Insecure plugin design can be prevented by ensuring that plugins:

Enforce strict parameterized input
Use appropriate authentication and authorization mechanisms
Require manual user intervention and approval for sensitive actions
Are thoroughly and continuously tested for security vulnerabilities

Discussion and Remaining Challenges

The Scale Challenge: Data plays a crucial role in the training of models. As models increase in complexity, the volume of training data also increases proportionally. This trend is evident in the development of large language models (LLMs). While most of today’s LLMs do not disclose comprehensive information about their data sources, those that do reveal the vast amount of data consumed during training. The latest multi-modal GenAI systems further intensify this demand by requiring substantial data for each modality.

It’s important to note that there is no single organization or even a nation that possesses all the data used to train a specific LLM. Data repositories consist of labels and links to other servers that house the actual data samples. This dynamic nature challenges the traditional concept of corporate cybersecurity perimeters and introduces new, challenging risks. Recently released open-source data manipulation tools, initially created with good intentions to protect artists’ copyright, can become detrimental if misused by individuals with malicious intent.

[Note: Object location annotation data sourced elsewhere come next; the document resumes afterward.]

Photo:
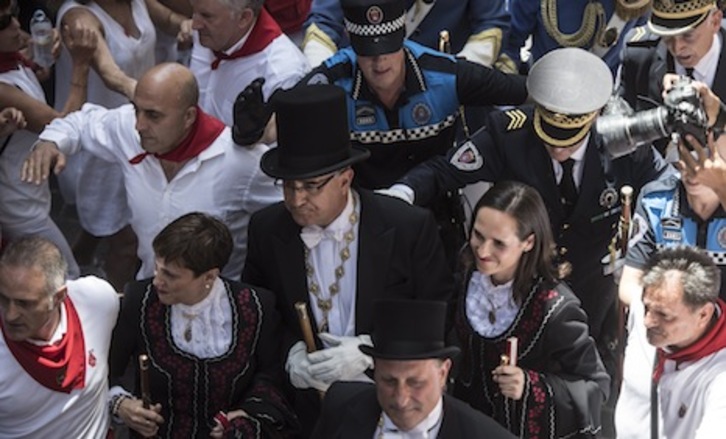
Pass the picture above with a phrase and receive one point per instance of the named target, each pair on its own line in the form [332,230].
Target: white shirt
[692,399]
[94,185]
[578,156]
[225,180]
[210,322]
[632,412]
[482,298]
[325,257]
[705,70]
[428,428]
[281,64]
[30,410]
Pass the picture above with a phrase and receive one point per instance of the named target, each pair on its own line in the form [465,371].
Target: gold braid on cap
[670,10]
[580,122]
[594,21]
[629,9]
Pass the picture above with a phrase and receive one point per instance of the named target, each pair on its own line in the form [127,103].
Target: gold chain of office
[593,21]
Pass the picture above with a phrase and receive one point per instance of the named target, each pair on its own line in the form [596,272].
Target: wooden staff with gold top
[626,198]
[305,326]
[144,378]
[307,330]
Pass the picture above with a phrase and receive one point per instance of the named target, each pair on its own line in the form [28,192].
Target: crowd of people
[276,185]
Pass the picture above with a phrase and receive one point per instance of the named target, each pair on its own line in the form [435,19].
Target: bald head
[166,106]
[172,81]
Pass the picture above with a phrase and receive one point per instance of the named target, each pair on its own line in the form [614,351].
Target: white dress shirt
[224,180]
[324,258]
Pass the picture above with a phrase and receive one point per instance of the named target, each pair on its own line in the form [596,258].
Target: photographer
[553,147]
[682,37]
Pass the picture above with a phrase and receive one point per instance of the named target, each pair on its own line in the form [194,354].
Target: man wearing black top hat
[404,99]
[334,248]
[684,37]
[412,365]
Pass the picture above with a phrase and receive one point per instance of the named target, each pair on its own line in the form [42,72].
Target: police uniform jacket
[663,218]
[351,411]
[462,18]
[422,124]
[509,149]
[646,60]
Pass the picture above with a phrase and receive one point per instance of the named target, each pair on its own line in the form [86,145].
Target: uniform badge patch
[517,118]
[721,237]
[318,78]
[365,115]
[467,158]
[608,198]
[374,14]
[421,113]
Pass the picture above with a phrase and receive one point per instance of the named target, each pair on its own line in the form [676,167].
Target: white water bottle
[42,31]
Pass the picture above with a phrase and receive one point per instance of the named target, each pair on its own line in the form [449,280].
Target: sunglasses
[7,19]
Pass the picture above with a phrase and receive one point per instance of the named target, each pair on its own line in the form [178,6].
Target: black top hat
[409,330]
[673,17]
[312,134]
[375,27]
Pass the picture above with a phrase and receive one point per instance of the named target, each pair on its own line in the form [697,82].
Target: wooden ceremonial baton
[305,326]
[144,378]
[307,329]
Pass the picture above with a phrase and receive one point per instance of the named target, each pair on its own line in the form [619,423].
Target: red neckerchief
[712,341]
[60,367]
[263,32]
[204,132]
[12,60]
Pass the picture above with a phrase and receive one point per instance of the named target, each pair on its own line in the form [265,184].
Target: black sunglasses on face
[7,19]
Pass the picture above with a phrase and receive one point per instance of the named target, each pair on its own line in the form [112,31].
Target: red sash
[263,32]
[712,341]
[60,367]
[204,132]
[12,60]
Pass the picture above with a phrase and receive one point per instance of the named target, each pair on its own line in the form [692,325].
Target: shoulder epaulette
[516,117]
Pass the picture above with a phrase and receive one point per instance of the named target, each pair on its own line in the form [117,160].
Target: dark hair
[196,241]
[525,205]
[40,253]
[699,275]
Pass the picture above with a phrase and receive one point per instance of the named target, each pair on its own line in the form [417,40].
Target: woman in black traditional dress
[214,365]
[509,289]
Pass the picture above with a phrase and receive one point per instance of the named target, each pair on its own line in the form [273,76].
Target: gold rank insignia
[517,118]
[637,34]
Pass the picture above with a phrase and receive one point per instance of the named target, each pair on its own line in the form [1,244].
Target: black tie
[568,190]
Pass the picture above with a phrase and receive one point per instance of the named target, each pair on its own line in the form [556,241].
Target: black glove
[251,114]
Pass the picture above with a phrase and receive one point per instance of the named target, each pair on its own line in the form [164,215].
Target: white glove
[342,361]
[400,191]
[298,369]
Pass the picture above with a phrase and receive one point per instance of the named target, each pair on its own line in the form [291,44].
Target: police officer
[553,147]
[476,27]
[403,99]
[597,26]
[684,37]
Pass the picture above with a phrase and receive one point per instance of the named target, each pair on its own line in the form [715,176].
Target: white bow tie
[312,235]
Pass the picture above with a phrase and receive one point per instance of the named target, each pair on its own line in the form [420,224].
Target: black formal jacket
[509,149]
[646,60]
[351,411]
[400,255]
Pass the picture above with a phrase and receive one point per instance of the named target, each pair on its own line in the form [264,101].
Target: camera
[682,112]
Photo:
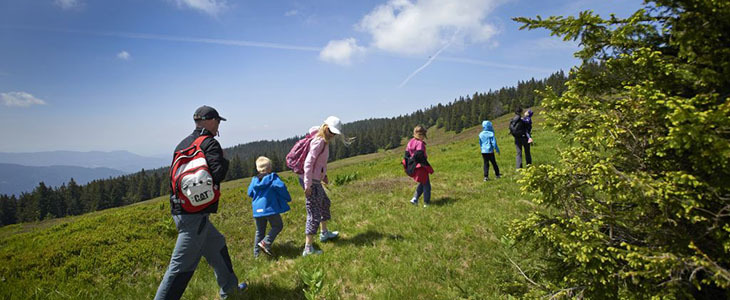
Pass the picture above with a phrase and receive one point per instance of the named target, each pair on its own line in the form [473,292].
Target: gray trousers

Another issue related to scale is the ability to generate synthetic content on a large scale on the internet. While watermarking can help address this issue to some extent, the existence of powerful, open, or ungoverned models presents opportunities for generating significant volumes of unmarked synthetic content. This can adversely affect subsequent LLMs, potentially leading to model collapse.

Addressing these scale-related challenges is of utmost importance for the future development of foundational models, particularly if we aim to ensure their alignment with human values.